Butuh waktu lama aku mengubah kebiasaanku dari pria konyol menjadi orang normal pada umumnya bila kalian ingin tahu. Jadi aku tentu tidak terima dia mengatakan dengan mudahnya menjadi orang normal.

"Hey Naruto. Hanabi sepertinya mencarimu."

Sakura yang kuketahui baru kembali dari izin pergi ke toiletnya, ini kebiasaannya jika pelajaran mulai mengarah ke hal yang tidak di inginkan, Sakura menghampiriku dan teman sebangku ku lalu berkata seperti itu.

"Apa? Pacarku mencariku?"

Saatku berkata seperti itu semua orang di kelasku terasa melirikku secara bersamaan. Bahkan guru yang sedang membereskan bukunya menatapku tajam.

"Apa yang kau bilang barusan Naruto?"

Guruku bertanya padaku sekarang. Itu membuatku gugup, dan tanpa menatap matanya aku menjawab.

"Aku hanya bilang, hari yang indah ya Sakura? Ya seperti itulah. Hehe."

Aku sudah pasrah dengan jawabanku yang ngasal ini. Kalimat "Hari yang indah" sama sekalai tidak ada kaitan dengan "Pacarku mencariku?" tapi setelah semua hal itu membuatku khawatir, Ibu guru itu malah menghiraukannya dan berjalan keluar kelas.

"Huh.. "

Ancaman sudah hilang dan aku bisa lega.

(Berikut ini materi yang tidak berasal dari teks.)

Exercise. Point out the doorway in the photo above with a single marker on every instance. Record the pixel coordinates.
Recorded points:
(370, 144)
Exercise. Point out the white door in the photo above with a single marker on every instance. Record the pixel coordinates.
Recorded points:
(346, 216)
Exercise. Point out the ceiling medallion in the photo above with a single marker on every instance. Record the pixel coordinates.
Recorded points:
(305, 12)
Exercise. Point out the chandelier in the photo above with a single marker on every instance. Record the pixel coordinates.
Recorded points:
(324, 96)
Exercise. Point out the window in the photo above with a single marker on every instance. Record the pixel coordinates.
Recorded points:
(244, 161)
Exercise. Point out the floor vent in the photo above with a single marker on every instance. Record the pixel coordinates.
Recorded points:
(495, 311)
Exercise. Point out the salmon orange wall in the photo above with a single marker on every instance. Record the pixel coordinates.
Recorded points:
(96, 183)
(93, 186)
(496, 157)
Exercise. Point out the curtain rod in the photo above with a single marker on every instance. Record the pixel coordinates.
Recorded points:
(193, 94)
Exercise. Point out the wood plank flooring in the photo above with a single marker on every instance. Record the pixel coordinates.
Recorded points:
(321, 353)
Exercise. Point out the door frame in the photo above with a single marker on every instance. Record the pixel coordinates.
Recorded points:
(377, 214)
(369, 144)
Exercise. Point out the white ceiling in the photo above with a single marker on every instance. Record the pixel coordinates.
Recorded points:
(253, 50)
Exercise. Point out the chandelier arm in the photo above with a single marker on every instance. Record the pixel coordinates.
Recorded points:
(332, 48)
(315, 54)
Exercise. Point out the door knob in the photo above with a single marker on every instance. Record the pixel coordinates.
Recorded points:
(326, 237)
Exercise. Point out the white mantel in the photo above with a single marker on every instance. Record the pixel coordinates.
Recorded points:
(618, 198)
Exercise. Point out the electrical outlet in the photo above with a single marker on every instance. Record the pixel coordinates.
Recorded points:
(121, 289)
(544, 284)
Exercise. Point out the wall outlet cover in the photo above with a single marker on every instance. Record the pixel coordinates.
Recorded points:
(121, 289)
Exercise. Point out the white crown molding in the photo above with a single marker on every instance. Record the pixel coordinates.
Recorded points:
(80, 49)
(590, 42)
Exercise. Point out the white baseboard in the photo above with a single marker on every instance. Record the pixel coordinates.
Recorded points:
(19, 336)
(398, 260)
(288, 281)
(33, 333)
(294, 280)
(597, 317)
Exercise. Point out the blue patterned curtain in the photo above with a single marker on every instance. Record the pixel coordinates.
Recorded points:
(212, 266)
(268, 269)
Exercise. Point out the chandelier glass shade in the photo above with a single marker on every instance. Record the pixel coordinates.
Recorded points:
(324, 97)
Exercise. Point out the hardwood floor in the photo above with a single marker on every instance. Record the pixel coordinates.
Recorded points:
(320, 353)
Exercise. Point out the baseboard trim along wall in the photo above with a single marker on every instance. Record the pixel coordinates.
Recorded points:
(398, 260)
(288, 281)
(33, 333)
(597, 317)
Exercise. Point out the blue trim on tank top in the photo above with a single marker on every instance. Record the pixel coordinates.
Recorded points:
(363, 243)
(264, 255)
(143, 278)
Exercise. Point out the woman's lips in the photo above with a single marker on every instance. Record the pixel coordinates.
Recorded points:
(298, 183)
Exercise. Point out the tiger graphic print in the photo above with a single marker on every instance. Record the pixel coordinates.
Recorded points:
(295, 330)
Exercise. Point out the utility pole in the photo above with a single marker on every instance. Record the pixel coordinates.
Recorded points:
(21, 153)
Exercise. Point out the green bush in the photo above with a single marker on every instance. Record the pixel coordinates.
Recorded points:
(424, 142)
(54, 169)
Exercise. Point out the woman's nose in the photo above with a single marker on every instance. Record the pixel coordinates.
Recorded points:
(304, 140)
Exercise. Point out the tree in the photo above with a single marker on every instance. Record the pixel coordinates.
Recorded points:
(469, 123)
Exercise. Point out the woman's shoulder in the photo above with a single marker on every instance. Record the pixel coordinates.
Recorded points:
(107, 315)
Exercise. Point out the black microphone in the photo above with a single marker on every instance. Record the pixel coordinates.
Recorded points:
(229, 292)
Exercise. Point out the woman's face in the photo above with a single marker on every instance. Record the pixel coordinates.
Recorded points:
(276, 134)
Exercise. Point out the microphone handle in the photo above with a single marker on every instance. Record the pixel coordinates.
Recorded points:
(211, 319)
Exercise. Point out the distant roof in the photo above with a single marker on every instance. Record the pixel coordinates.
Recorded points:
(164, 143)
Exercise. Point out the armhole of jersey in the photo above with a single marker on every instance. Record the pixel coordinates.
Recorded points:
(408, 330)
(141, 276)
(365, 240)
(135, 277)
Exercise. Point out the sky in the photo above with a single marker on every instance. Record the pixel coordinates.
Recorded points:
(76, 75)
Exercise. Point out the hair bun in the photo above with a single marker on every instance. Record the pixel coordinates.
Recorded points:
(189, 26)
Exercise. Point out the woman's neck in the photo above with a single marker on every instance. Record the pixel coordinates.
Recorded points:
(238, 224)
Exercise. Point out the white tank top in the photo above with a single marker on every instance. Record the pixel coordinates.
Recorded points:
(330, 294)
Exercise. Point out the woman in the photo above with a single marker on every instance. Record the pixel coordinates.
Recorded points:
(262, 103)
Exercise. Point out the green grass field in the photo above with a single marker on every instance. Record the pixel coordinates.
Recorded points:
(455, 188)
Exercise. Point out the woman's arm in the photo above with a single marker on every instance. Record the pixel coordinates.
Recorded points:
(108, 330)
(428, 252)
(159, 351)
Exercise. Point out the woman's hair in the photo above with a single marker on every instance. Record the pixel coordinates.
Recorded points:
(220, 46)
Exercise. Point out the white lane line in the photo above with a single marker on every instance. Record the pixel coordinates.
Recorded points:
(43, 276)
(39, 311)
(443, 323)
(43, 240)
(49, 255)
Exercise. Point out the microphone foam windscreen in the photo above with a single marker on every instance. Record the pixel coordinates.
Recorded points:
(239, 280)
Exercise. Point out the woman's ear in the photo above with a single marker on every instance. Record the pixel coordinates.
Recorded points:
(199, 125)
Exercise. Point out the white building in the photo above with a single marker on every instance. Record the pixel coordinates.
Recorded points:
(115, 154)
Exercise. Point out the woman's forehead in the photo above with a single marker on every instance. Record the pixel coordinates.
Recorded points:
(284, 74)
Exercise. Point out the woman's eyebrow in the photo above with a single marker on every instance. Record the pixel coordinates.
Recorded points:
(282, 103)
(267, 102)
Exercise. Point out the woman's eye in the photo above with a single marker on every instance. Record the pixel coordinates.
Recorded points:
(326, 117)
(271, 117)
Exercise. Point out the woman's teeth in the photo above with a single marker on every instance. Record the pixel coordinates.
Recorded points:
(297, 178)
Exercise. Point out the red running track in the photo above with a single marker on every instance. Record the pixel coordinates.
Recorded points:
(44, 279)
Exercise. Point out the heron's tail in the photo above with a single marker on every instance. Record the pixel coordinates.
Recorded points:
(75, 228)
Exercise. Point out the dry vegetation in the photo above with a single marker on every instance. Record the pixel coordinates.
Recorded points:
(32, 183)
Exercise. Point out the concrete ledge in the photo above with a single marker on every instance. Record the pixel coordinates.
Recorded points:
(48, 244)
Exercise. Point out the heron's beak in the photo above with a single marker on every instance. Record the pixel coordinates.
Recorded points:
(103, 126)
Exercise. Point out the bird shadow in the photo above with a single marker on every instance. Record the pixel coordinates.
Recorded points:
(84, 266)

Pandanganku beralih pada mata Sakura yang menatap tajam padaku sekarang, entah kenapa dia melipat tangannya seperti marah padaku.

"Cih. Dia ada di depan kelas."

"Oke. Dan cih itu memangnya di perlukan?"

Sakura menghiraukanku dan berjalan menuju bangkunya sendiri.

Mengapa sikapnya jadi seperti ini saat aku dekat dengan Hanabi? Itu hal yang aku paling heran dari semua hal aneh yang bisa kubilang efect dekat dengan Hanabi.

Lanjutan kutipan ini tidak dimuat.